Previous studies have found limited evidence for a role of CNV in sporadic ALS hypothesising that multiple rare variants are more likely to contribute to risk than common variants. In this study, although nine copy number variable regions found in more than 5% of the study population showed association with ALS, seven of these were found to map close to the centromeres and may be artefactual. In addition, the regions on chromosomes 4, 8, 14 and 16 which are reported here as being associated with ALS and containing potential ALS candidates all lie within the telomeric chromosome band and so must also be treated with caution. The telomeric and centromeric regions may be more prone to false CNV calls than other regions of the genome, in part due to the lower density coverage of older genotyping arrays in these regions. Findings based on newer generation SNP arrays (which also include non-SNP copy number variation probes) have shown strong evidence of common CNVs in these regions  suggesting that there may be true copy number variants in these regions although caution must be taken when studying these regions on older platforms. The gene-based approach also reported genes from within some of the region-based approach findings, including the regions on chromosomes 8 and 14 which contain potential ALS candidate genes. The chromosome 11 region at which ALS-specific copy number variation was observed was reported using both approaches (with p<0.01 for each gene using gene based approach and p = 0.025 using region-based approach, although this region also lies within 1.5 Mb of the telomere and therefore must be treated with caution). Evidence of association in regions for which copy number variation has previously been characterised by McCarroll and colleagues  suggests that a role of common copy number variation in ALS risk should not be ruled out. It should be noted that the HumanHap300 chip has low (or no) coverage of regions known to contain common copy number variants and further studies involving larger sample sizes and using denser SNP arrays or SNP-CNV hybrid arrays should be undertaken to further investigate the role of CNV in ALS and provide replication of the findings presented here.
This study was conducted according to the principles expressed in the Declaration of Helsinki. The study was approved by the Institutional Review Board of Massachusetts General Hospital. All patients provided written informed consent for the collection of samples and subsequent analysis.
Study participants were individuals of European ancestry attending the ALS Clinic of the Massachusetts General Hospital, Boston, MA, USA. All cases fulfilled the El Escorial criteria for Definite or Probable ALS. Controls were spouses or others attending with the patient (all unrelated), or blood donors from the same geographical region and matched for age.
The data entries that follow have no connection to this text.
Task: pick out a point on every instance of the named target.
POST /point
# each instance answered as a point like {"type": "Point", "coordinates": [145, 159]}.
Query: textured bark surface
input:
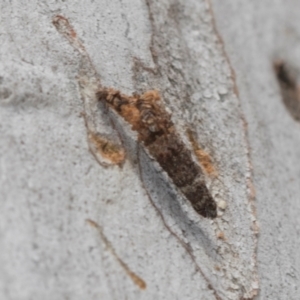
{"type": "Point", "coordinates": [86, 212]}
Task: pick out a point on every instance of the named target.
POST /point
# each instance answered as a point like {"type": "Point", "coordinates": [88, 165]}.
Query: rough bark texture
{"type": "Point", "coordinates": [86, 210]}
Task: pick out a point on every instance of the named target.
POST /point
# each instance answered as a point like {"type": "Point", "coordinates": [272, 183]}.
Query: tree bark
{"type": "Point", "coordinates": [88, 211]}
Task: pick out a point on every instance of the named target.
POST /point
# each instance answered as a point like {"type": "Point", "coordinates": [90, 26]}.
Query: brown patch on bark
{"type": "Point", "coordinates": [112, 152]}
{"type": "Point", "coordinates": [157, 132]}
{"type": "Point", "coordinates": [290, 88]}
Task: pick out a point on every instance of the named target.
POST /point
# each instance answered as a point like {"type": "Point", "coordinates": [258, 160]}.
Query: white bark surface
{"type": "Point", "coordinates": [145, 241]}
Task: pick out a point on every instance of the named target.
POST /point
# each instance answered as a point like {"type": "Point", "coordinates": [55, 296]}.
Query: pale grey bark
{"type": "Point", "coordinates": [72, 228]}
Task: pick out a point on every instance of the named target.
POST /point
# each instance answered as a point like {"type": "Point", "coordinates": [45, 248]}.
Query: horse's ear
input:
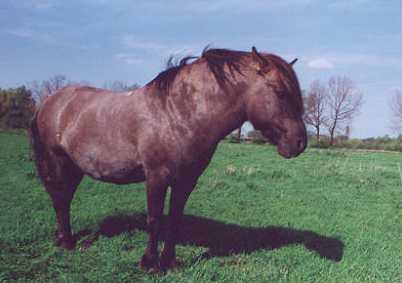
{"type": "Point", "coordinates": [259, 58]}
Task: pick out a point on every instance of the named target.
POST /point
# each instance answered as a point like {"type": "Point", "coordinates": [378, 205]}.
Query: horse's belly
{"type": "Point", "coordinates": [114, 169]}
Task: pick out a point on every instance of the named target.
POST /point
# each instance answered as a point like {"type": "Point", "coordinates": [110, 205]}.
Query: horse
{"type": "Point", "coordinates": [163, 134]}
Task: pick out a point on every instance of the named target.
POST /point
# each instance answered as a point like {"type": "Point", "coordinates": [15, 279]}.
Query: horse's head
{"type": "Point", "coordinates": [274, 103]}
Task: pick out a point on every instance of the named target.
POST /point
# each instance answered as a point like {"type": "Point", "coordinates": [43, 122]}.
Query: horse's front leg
{"type": "Point", "coordinates": [178, 198]}
{"type": "Point", "coordinates": [156, 192]}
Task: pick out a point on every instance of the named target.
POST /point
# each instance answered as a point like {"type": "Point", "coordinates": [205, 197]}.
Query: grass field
{"type": "Point", "coordinates": [327, 216]}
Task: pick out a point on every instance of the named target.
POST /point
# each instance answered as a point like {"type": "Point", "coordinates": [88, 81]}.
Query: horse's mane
{"type": "Point", "coordinates": [216, 60]}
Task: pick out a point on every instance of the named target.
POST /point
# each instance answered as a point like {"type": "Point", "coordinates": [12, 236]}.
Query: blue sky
{"type": "Point", "coordinates": [100, 40]}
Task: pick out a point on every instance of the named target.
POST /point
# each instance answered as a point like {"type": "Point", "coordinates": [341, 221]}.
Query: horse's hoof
{"type": "Point", "coordinates": [149, 264]}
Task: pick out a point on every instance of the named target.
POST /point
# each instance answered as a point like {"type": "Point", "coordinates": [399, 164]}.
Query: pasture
{"type": "Point", "coordinates": [326, 216]}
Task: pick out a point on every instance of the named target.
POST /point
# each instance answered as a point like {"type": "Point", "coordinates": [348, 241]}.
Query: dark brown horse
{"type": "Point", "coordinates": [163, 134]}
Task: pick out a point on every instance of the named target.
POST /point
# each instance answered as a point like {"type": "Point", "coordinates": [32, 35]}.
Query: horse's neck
{"type": "Point", "coordinates": [217, 112]}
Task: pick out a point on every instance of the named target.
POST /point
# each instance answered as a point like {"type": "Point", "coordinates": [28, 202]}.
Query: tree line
{"type": "Point", "coordinates": [330, 107]}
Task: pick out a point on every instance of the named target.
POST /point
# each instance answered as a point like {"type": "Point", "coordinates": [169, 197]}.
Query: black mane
{"type": "Point", "coordinates": [165, 78]}
{"type": "Point", "coordinates": [216, 60]}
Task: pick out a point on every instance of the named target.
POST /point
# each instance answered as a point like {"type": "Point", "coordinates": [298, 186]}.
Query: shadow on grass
{"type": "Point", "coordinates": [223, 239]}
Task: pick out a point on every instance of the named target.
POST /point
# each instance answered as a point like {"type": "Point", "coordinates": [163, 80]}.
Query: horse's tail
{"type": "Point", "coordinates": [37, 147]}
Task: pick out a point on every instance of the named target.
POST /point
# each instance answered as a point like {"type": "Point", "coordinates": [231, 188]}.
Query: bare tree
{"type": "Point", "coordinates": [41, 90]}
{"type": "Point", "coordinates": [315, 107]}
{"type": "Point", "coordinates": [396, 108]}
{"type": "Point", "coordinates": [344, 102]}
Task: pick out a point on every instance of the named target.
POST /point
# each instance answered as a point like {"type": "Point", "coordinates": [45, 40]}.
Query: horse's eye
{"type": "Point", "coordinates": [281, 94]}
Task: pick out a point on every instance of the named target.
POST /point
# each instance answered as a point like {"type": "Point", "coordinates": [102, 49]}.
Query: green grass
{"type": "Point", "coordinates": [327, 216]}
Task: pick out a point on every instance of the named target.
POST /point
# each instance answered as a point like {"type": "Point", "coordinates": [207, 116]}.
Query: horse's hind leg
{"type": "Point", "coordinates": [61, 178]}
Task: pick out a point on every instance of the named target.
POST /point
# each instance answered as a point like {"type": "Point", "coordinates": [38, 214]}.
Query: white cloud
{"type": "Point", "coordinates": [43, 4]}
{"type": "Point", "coordinates": [136, 43]}
{"type": "Point", "coordinates": [321, 63]}
{"type": "Point", "coordinates": [129, 59]}
{"type": "Point", "coordinates": [166, 49]}
{"type": "Point", "coordinates": [21, 32]}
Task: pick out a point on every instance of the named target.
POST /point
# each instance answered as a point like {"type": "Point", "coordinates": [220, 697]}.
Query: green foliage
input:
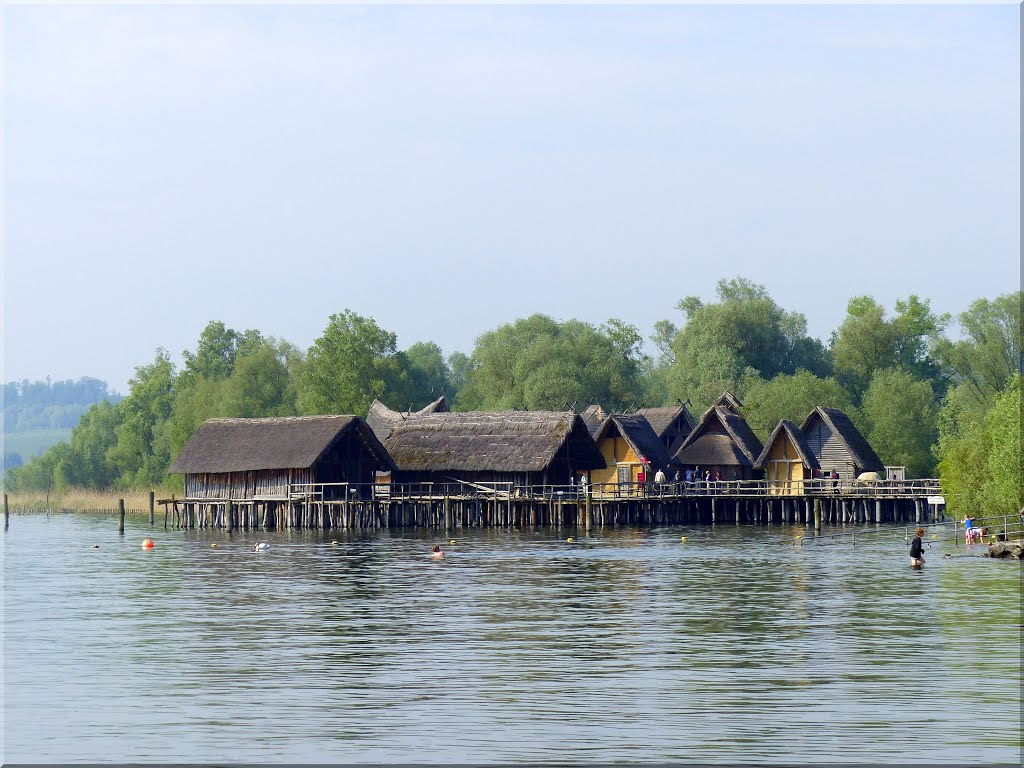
{"type": "Point", "coordinates": [901, 420]}
{"type": "Point", "coordinates": [988, 355]}
{"type": "Point", "coordinates": [868, 341]}
{"type": "Point", "coordinates": [541, 364]}
{"type": "Point", "coordinates": [745, 329]}
{"type": "Point", "coordinates": [38, 406]}
{"type": "Point", "coordinates": [981, 468]}
{"type": "Point", "coordinates": [352, 363]}
{"type": "Point", "coordinates": [889, 375]}
{"type": "Point", "coordinates": [429, 375]}
{"type": "Point", "coordinates": [768, 402]}
{"type": "Point", "coordinates": [136, 457]}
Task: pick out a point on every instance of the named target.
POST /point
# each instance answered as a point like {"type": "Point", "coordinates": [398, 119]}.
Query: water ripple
{"type": "Point", "coordinates": [737, 645]}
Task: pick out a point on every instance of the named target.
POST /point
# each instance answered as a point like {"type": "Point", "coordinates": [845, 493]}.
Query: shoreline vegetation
{"type": "Point", "coordinates": [82, 500]}
{"type": "Point", "coordinates": [937, 395]}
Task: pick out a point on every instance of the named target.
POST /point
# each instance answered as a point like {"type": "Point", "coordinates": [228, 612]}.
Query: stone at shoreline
{"type": "Point", "coordinates": [1006, 549]}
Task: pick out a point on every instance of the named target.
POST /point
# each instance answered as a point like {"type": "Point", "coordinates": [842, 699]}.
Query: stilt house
{"type": "Point", "coordinates": [672, 424]}
{"type": "Point", "coordinates": [519, 446]}
{"type": "Point", "coordinates": [630, 448]}
{"type": "Point", "coordinates": [838, 444]}
{"type": "Point", "coordinates": [273, 459]}
{"type": "Point", "coordinates": [786, 460]}
{"type": "Point", "coordinates": [722, 440]}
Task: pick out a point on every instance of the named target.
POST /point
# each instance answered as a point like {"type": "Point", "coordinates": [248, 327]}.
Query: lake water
{"type": "Point", "coordinates": [734, 645]}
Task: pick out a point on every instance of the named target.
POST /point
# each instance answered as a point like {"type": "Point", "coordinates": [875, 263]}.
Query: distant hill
{"type": "Point", "coordinates": [40, 414]}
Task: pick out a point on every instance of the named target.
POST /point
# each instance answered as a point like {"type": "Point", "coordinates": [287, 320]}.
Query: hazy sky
{"type": "Point", "coordinates": [449, 169]}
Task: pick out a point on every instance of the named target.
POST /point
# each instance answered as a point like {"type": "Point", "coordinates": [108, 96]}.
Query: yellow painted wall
{"type": "Point", "coordinates": [783, 470]}
{"type": "Point", "coordinates": [615, 451]}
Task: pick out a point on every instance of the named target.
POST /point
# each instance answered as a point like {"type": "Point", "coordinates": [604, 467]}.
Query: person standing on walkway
{"type": "Point", "coordinates": [918, 549]}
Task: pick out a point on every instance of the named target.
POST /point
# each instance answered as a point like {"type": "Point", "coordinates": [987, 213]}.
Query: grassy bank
{"type": "Point", "coordinates": [84, 500]}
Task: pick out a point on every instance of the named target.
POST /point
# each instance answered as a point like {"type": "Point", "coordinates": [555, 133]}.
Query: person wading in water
{"type": "Point", "coordinates": [918, 549]}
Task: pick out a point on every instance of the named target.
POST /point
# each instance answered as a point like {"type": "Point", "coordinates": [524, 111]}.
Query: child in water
{"type": "Point", "coordinates": [918, 549]}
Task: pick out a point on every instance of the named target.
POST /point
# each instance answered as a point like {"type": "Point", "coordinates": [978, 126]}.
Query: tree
{"type": "Point", "coordinates": [745, 329]}
{"type": "Point", "coordinates": [981, 467]}
{"type": "Point", "coordinates": [538, 363]}
{"type": "Point", "coordinates": [137, 457]}
{"type": "Point", "coordinates": [86, 463]}
{"type": "Point", "coordinates": [461, 368]}
{"type": "Point", "coordinates": [901, 419]}
{"type": "Point", "coordinates": [867, 341]}
{"type": "Point", "coordinates": [793, 397]}
{"type": "Point", "coordinates": [352, 363]}
{"type": "Point", "coordinates": [988, 355]}
{"type": "Point", "coordinates": [429, 374]}
{"type": "Point", "coordinates": [259, 385]}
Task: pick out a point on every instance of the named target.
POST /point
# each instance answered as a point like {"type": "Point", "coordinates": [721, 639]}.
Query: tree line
{"type": "Point", "coordinates": [49, 404]}
{"type": "Point", "coordinates": [929, 391]}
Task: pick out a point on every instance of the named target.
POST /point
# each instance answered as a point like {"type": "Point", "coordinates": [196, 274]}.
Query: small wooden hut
{"type": "Point", "coordinates": [786, 460]}
{"type": "Point", "coordinates": [838, 444]}
{"type": "Point", "coordinates": [522, 448]}
{"type": "Point", "coordinates": [672, 424]}
{"type": "Point", "coordinates": [630, 448]}
{"type": "Point", "coordinates": [382, 419]}
{"type": "Point", "coordinates": [273, 459]}
{"type": "Point", "coordinates": [722, 440]}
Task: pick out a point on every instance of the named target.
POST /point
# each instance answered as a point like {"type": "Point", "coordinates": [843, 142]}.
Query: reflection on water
{"type": "Point", "coordinates": [627, 645]}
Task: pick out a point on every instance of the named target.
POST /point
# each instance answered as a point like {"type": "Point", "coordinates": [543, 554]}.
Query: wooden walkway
{"type": "Point", "coordinates": [464, 505]}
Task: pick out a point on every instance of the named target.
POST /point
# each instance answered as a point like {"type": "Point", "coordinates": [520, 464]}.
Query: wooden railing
{"type": "Point", "coordinates": [345, 492]}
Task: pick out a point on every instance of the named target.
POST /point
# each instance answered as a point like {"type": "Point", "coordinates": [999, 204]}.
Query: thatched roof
{"type": "Point", "coordinates": [593, 417]}
{"type": "Point", "coordinates": [382, 419]}
{"type": "Point", "coordinates": [841, 425]}
{"type": "Point", "coordinates": [506, 441]}
{"type": "Point", "coordinates": [721, 438]}
{"type": "Point", "coordinates": [660, 419]}
{"type": "Point", "coordinates": [286, 442]}
{"type": "Point", "coordinates": [797, 438]}
{"type": "Point", "coordinates": [636, 430]}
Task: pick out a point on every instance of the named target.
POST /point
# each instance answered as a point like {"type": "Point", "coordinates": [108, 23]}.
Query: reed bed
{"type": "Point", "coordinates": [83, 500]}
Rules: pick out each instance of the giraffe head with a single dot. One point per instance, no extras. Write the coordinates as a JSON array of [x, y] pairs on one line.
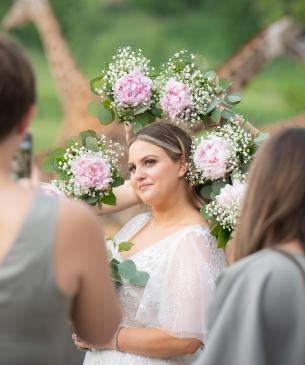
[[21, 12]]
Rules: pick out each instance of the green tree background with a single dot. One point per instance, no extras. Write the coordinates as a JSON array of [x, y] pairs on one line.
[[94, 29]]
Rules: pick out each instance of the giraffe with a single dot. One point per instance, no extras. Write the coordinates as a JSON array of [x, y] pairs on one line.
[[72, 85], [284, 36]]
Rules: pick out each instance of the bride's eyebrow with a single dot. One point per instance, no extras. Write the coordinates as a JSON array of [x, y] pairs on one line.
[[143, 159]]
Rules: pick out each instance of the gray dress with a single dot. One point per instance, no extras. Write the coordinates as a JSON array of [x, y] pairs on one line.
[[257, 316], [34, 315]]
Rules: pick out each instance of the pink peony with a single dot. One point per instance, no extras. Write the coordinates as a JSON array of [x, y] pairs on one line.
[[91, 172], [176, 98], [52, 190], [211, 156], [231, 194], [133, 89]]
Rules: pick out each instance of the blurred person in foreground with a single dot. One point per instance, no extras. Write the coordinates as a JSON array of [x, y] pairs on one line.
[[257, 316], [53, 265]]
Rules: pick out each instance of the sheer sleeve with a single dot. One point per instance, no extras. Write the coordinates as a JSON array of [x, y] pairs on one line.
[[176, 296]]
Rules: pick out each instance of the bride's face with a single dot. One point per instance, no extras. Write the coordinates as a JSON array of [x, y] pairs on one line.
[[154, 176]]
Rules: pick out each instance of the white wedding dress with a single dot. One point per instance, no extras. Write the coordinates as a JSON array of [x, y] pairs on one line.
[[183, 268]]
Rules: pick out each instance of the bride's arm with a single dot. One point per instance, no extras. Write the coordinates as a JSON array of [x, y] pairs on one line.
[[125, 196], [150, 342], [153, 342]]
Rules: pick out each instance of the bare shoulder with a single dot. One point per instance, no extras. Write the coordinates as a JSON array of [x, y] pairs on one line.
[[78, 221]]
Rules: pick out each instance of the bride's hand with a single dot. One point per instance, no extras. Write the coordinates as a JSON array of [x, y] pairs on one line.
[[129, 133]]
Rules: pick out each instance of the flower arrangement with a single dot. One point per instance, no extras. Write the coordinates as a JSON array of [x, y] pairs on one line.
[[223, 151], [127, 90], [219, 163], [124, 270], [190, 96], [87, 169], [132, 91], [223, 212]]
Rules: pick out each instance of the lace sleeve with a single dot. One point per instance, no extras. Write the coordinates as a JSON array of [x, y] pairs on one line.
[[176, 296]]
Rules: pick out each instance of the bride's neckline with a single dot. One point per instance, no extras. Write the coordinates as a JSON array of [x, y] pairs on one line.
[[148, 217]]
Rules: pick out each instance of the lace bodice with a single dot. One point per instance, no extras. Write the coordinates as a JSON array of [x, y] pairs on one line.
[[183, 268]]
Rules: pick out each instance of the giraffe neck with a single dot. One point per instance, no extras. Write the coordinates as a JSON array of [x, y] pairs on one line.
[[70, 82]]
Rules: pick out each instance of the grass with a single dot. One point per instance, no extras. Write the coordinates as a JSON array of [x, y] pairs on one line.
[[276, 93]]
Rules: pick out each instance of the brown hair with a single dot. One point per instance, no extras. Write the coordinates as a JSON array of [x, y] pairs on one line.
[[176, 143], [274, 207], [17, 87]]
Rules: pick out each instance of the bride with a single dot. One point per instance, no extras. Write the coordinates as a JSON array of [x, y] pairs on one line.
[[164, 322]]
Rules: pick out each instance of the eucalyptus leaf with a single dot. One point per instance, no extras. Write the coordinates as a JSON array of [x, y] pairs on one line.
[[261, 138], [213, 104], [125, 246], [217, 185], [88, 133], [128, 112], [93, 108], [127, 269], [157, 112], [215, 228], [62, 175], [206, 191], [106, 103], [234, 98], [140, 121], [117, 181], [227, 114], [201, 62], [139, 279], [92, 200], [109, 199], [223, 237], [49, 164], [210, 75], [105, 115], [141, 110], [244, 168], [224, 83], [71, 141], [204, 213], [96, 85]]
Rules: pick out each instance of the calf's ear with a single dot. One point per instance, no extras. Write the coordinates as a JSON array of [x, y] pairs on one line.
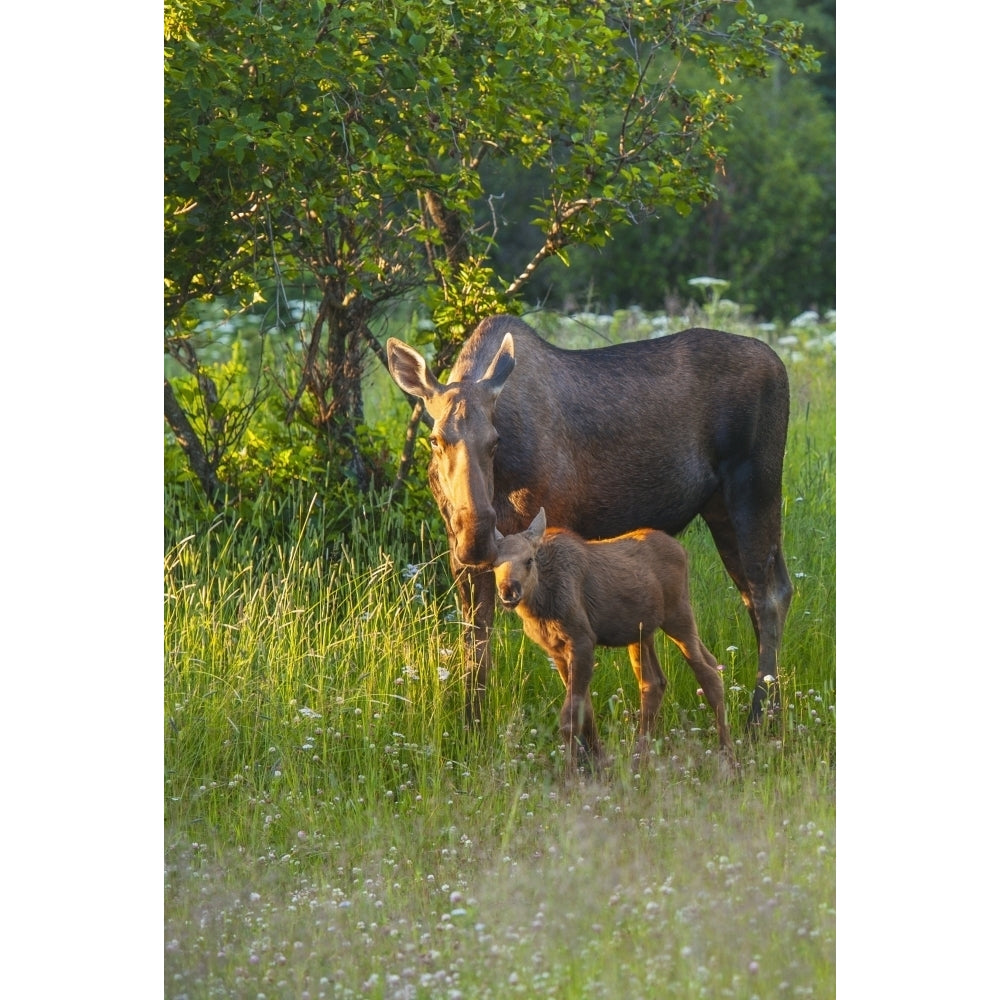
[[409, 370]]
Patients with a family history of ALS were excluded.
DNA was extracted from whole blood using standard methods after written informed consent. Genotyping was performed with Illumina BeadArrays at the Broad Institute in Boston (HumanHap300 v.1.0).
Log R ratios and B allele frequencies for 1519 samples, including 730 ALS cases and 789 control samples, across all 317503 genotyped SNPs were calculated using BeadStudio v3.0 software (Illumina, San Diego, CA, USA). QuantiSNP  was used to screen the genotyping data for CNVs. One sample failed to run due to at least 26,000 missing SNPs and was excluded. All remaining samples were filtered for quality using thresholds of the log R Ratio (LRR) and B allele frequency (BAF) outlier rates and standard deviations recommended by the program authors. Samples with LRR or BAF outlier rates of >0.05 or with log R ratio or B allele frequency standard deviations of >0.35 or >0.1, respectively, following GC correction were excluded (Figure 2). Following these sample quality control filters, 621 cases and 675 controls remained. A total of 80023 unfiltered CNV calls were made from the data.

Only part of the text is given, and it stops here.